0

On using PARTITIONED BY or CLUSTERED BY keywords while creating Hive tables, hive would create separate files corresponding to each partition or bucket. But for external tables is this still valid. As my understanding is data files corresponding to external files are not managed by hive. So does hive create additional files corresponding to each partition or bucket and move corresponding data in to these files.

Edit - Adding details.
Few extracts from "Hadoop: Definitive Guide" - "Chapter 17: Hive"
CREATE TABLE logs (ts BIGINT, line STRING) PARTITIONED BY (dt STRING, country STRING);

When we load data into a partitioned table, the partition values are specified explicitly:

LOAD DATA LOCAL INPATH 'input/hive/partitions/file1' INTO TABLE logs PARTITION (dt='2001-01-01', country='GB');

At the filesystem level, partitions are simply nested sub directories of the table directory.

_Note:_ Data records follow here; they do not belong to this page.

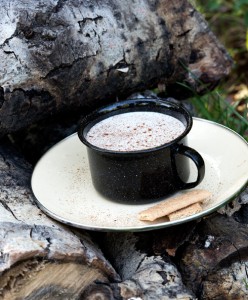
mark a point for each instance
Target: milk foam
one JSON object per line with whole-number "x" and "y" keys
{"x": 135, "y": 131}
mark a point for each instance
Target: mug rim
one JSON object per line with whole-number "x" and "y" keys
{"x": 110, "y": 109}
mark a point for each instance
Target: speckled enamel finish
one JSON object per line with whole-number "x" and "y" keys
{"x": 145, "y": 175}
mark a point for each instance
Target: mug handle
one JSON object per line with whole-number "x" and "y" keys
{"x": 198, "y": 161}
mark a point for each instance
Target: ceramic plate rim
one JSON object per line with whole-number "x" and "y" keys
{"x": 145, "y": 227}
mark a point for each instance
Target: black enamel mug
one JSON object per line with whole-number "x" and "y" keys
{"x": 145, "y": 175}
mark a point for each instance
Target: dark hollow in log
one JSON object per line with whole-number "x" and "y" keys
{"x": 63, "y": 55}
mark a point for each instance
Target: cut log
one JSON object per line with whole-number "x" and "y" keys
{"x": 63, "y": 55}
{"x": 215, "y": 262}
{"x": 40, "y": 258}
{"x": 142, "y": 260}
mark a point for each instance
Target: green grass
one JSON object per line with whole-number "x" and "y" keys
{"x": 213, "y": 106}
{"x": 228, "y": 19}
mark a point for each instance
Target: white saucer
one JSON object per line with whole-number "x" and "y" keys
{"x": 62, "y": 186}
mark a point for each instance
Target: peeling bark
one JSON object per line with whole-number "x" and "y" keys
{"x": 39, "y": 256}
{"x": 63, "y": 55}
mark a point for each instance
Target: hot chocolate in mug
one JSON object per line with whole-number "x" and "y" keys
{"x": 137, "y": 150}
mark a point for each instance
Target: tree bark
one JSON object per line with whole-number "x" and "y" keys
{"x": 63, "y": 55}
{"x": 40, "y": 258}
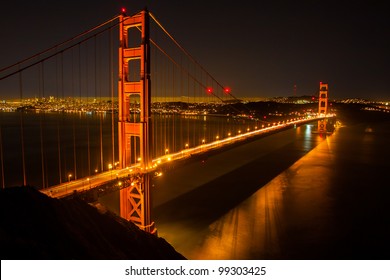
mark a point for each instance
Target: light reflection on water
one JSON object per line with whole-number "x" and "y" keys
{"x": 257, "y": 228}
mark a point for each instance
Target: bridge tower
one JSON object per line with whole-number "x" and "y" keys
{"x": 135, "y": 62}
{"x": 322, "y": 106}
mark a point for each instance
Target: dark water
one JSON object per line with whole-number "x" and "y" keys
{"x": 292, "y": 195}
{"x": 58, "y": 144}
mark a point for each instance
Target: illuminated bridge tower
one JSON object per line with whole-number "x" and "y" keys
{"x": 134, "y": 81}
{"x": 322, "y": 106}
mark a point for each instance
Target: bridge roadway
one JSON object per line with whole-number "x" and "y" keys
{"x": 93, "y": 181}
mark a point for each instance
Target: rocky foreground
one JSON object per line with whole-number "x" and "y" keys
{"x": 34, "y": 226}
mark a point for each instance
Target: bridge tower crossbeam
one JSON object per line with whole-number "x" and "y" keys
{"x": 135, "y": 200}
{"x": 322, "y": 107}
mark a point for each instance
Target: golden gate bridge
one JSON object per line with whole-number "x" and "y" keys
{"x": 138, "y": 85}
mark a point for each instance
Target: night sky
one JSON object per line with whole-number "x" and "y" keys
{"x": 258, "y": 48}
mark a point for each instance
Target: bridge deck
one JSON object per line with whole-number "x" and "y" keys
{"x": 84, "y": 184}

After loading a few more files into the logs table, the directory structure might look like this:

PartitionedTable_HiveWarehouseDirectoryListing

The above table was obviously a managed table, so hive had the ownership of data and created a directory structure for each partition as in the above tree structure.

In case of external table
CREATE EXTERNAL TABLE logs (ts BIGINT, line STRING) PARTITIONED BY (dt STRING, country STRING);
Followed by same set of load operations -
LOAD DATA LOCAL INPATH 'input/hive/partitions/file1' INTO TABLE logs PARTITION (dt='2001-01-01', country='GB');

How will hive handle these partitions. As for external tables with out partition, hive will simply point to the data file and fetch any query result by parsing the data file. But in case of loading data in to a partitioned external table, where are the partitions created.

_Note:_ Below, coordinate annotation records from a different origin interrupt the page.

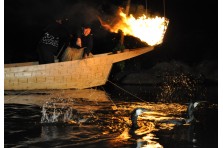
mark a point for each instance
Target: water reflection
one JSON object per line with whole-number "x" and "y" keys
{"x": 100, "y": 124}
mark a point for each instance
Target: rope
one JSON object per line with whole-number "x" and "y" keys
{"x": 164, "y": 9}
{"x": 126, "y": 91}
{"x": 16, "y": 95}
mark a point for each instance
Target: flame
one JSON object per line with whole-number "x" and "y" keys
{"x": 147, "y": 29}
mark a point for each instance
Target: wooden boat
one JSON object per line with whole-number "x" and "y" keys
{"x": 77, "y": 74}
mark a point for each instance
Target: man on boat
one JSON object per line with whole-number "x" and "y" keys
{"x": 84, "y": 39}
{"x": 55, "y": 37}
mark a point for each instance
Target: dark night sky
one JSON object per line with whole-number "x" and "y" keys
{"x": 192, "y": 35}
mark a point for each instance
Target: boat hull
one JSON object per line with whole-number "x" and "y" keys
{"x": 78, "y": 74}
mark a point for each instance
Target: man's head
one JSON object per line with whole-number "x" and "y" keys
{"x": 86, "y": 29}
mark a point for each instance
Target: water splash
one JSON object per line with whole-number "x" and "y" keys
{"x": 181, "y": 87}
{"x": 56, "y": 113}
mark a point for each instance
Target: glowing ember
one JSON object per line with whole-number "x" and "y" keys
{"x": 149, "y": 30}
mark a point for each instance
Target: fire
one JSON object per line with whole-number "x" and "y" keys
{"x": 147, "y": 29}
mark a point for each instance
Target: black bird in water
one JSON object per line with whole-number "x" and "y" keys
{"x": 134, "y": 116}
{"x": 190, "y": 112}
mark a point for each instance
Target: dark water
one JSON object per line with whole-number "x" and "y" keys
{"x": 110, "y": 126}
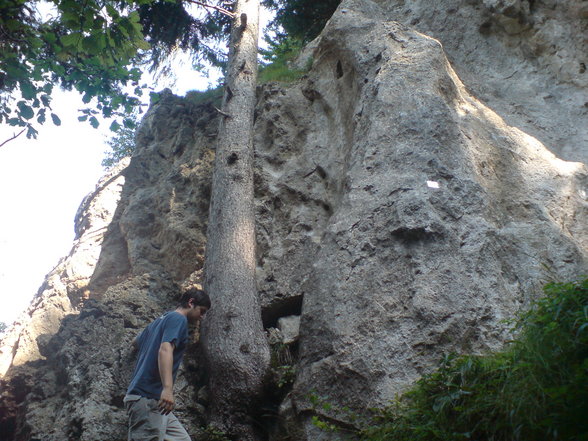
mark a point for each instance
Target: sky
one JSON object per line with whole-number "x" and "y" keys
{"x": 43, "y": 182}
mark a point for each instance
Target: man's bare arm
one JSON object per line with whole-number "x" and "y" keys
{"x": 165, "y": 361}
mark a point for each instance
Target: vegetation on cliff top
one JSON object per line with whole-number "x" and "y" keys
{"x": 535, "y": 389}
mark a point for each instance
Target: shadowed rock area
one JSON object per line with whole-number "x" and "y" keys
{"x": 399, "y": 214}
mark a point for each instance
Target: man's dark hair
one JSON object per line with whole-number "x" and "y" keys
{"x": 199, "y": 296}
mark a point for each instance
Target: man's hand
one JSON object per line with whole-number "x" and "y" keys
{"x": 166, "y": 401}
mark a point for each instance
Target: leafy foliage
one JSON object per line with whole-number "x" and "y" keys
{"x": 122, "y": 144}
{"x": 301, "y": 19}
{"x": 95, "y": 47}
{"x": 279, "y": 56}
{"x": 536, "y": 389}
{"x": 87, "y": 47}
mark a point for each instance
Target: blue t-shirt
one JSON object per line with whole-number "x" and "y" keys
{"x": 171, "y": 327}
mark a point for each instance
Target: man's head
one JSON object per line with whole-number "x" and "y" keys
{"x": 196, "y": 302}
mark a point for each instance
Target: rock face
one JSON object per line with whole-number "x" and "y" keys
{"x": 397, "y": 214}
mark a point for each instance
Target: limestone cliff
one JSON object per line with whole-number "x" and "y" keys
{"x": 400, "y": 213}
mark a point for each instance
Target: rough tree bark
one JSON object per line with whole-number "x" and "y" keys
{"x": 235, "y": 346}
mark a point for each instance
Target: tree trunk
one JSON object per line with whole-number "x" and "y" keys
{"x": 236, "y": 349}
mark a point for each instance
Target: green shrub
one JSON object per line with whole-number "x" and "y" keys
{"x": 534, "y": 390}
{"x": 278, "y": 57}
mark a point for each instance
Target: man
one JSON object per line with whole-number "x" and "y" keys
{"x": 150, "y": 399}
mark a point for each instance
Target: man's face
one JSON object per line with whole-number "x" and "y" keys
{"x": 196, "y": 313}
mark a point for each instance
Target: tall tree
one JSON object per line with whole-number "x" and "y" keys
{"x": 95, "y": 47}
{"x": 233, "y": 337}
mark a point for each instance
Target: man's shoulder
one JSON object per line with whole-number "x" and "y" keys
{"x": 174, "y": 318}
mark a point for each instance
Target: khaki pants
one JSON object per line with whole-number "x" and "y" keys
{"x": 146, "y": 423}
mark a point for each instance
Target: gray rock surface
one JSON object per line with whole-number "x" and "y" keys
{"x": 397, "y": 213}
{"x": 525, "y": 59}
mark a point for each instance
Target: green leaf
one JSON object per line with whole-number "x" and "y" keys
{"x": 26, "y": 111}
{"x": 31, "y": 132}
{"x": 112, "y": 12}
{"x": 115, "y": 126}
{"x": 71, "y": 40}
{"x": 28, "y": 90}
{"x": 142, "y": 44}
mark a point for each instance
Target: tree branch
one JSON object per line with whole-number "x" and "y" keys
{"x": 216, "y": 8}
{"x": 14, "y": 137}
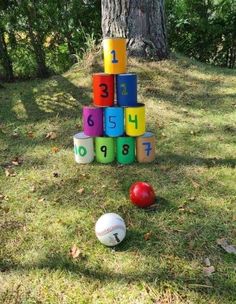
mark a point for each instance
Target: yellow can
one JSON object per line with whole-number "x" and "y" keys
{"x": 115, "y": 57}
{"x": 135, "y": 120}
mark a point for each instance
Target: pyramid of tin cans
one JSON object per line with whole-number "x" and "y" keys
{"x": 114, "y": 126}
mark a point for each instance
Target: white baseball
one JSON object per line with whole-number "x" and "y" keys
{"x": 110, "y": 229}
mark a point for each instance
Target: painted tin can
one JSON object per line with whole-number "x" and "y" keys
{"x": 125, "y": 147}
{"x": 114, "y": 121}
{"x": 135, "y": 120}
{"x": 115, "y": 57}
{"x": 93, "y": 121}
{"x": 145, "y": 148}
{"x": 126, "y": 89}
{"x": 83, "y": 148}
{"x": 103, "y": 90}
{"x": 105, "y": 149}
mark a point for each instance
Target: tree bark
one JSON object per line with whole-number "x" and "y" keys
{"x": 141, "y": 22}
{"x": 5, "y": 58}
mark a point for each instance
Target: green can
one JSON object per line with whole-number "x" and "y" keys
{"x": 105, "y": 149}
{"x": 125, "y": 150}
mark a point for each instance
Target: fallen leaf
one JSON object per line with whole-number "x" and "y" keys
{"x": 51, "y": 135}
{"x": 17, "y": 161}
{"x": 80, "y": 191}
{"x": 55, "y": 149}
{"x": 147, "y": 236}
{"x": 10, "y": 172}
{"x": 75, "y": 252}
{"x": 207, "y": 271}
{"x": 224, "y": 244}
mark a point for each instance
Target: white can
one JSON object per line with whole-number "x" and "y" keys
{"x": 83, "y": 148}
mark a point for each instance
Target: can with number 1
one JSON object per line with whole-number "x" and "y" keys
{"x": 115, "y": 57}
{"x": 93, "y": 121}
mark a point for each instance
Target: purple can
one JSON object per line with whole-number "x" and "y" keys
{"x": 93, "y": 121}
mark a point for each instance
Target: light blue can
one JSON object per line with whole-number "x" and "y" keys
{"x": 114, "y": 121}
{"x": 126, "y": 90}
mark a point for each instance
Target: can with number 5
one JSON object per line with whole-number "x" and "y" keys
{"x": 93, "y": 121}
{"x": 105, "y": 149}
{"x": 115, "y": 57}
{"x": 114, "y": 121}
{"x": 135, "y": 120}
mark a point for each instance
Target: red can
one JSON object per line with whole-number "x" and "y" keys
{"x": 103, "y": 90}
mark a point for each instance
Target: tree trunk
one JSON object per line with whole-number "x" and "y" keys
{"x": 5, "y": 58}
{"x": 142, "y": 22}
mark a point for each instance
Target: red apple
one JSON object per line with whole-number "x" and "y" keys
{"x": 142, "y": 194}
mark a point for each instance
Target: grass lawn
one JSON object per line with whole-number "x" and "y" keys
{"x": 48, "y": 203}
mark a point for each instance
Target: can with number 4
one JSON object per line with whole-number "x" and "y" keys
{"x": 115, "y": 57}
{"x": 135, "y": 120}
{"x": 114, "y": 121}
{"x": 93, "y": 121}
{"x": 105, "y": 149}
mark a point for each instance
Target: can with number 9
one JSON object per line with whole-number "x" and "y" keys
{"x": 105, "y": 149}
{"x": 135, "y": 120}
{"x": 83, "y": 148}
{"x": 114, "y": 121}
{"x": 93, "y": 121}
{"x": 115, "y": 57}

Hope fully in hive warehouse? Can someone support or clarify this?

user4157124
  • 2,809
  • 13
  • 27
  • 42

2 Answers2

0

Suppose partitioning on date as this is a common thing to do.

CREATE EXTERNAL TABLE mydatabase.mytable (
    var1   double
  , var2   INT
  , date   String
)
PARTITIONED BY (date String)
LOCATION '/user/location/wanted/';

Then add all your partitions;

ALTER TABLE mytable ADD PARTITION( date = '2017-07-27' );
ALTER TABLE mytable ADD PARTITION( date = '2017-07-28' );

So on and so forth.

Finally you can add your data in the proper location. You will have an external partitioned file.

invoketheshell
  • 3,819
  • 2
  • 20
  • 35
  • my understanding was Hive will not have ownership of data files which are referred by external tables. So which process will partition the data file (In case of managed tables, Hive will partition the data while its loading the data file and save them in it's warehouse directory. ). Could you explain the process in bit more detail. Sorry but I just get half of the picture. –  Jun 27 '17 at 20:53
  • You can create an external table that is partitioned. Using Alter table and add partition places the file structure in hdfs and hive for the partitions. Then you can -put your data into the proper location. Often there are automated processes that will place batch data into a partition every so often during the day. Then if someone decides to drop table the data won't be lost. You can build a partitioned table as shown above. – invoketheshell Jun 27 '17 at 20:58
  • might be the question needed bit more explanation. So added it. –  Jun 29 '17 at 13:43
  • it's better to run "hive msck repair table tablename" if possible, so it adds all the missing partitions automatically – blade Dec 08 '19 at 21:29
0

There is an easy way to do this. Create your External Hive table first.

CREATE EXTERNAL TABLE database.table (
    id integer,
    name string
)
PARTITIONED BY (country String)
LOCATION 'xxxx';

Next you have to run a MSCK command (metastore consistency check)

 msck repair table database.table

This command will recover all partitions that are available in your path and update the metastore. Now, if you run your query against your table, data from all partitions will be retrieved.

Tharun Kumar
  • 363
  • 3
  • 5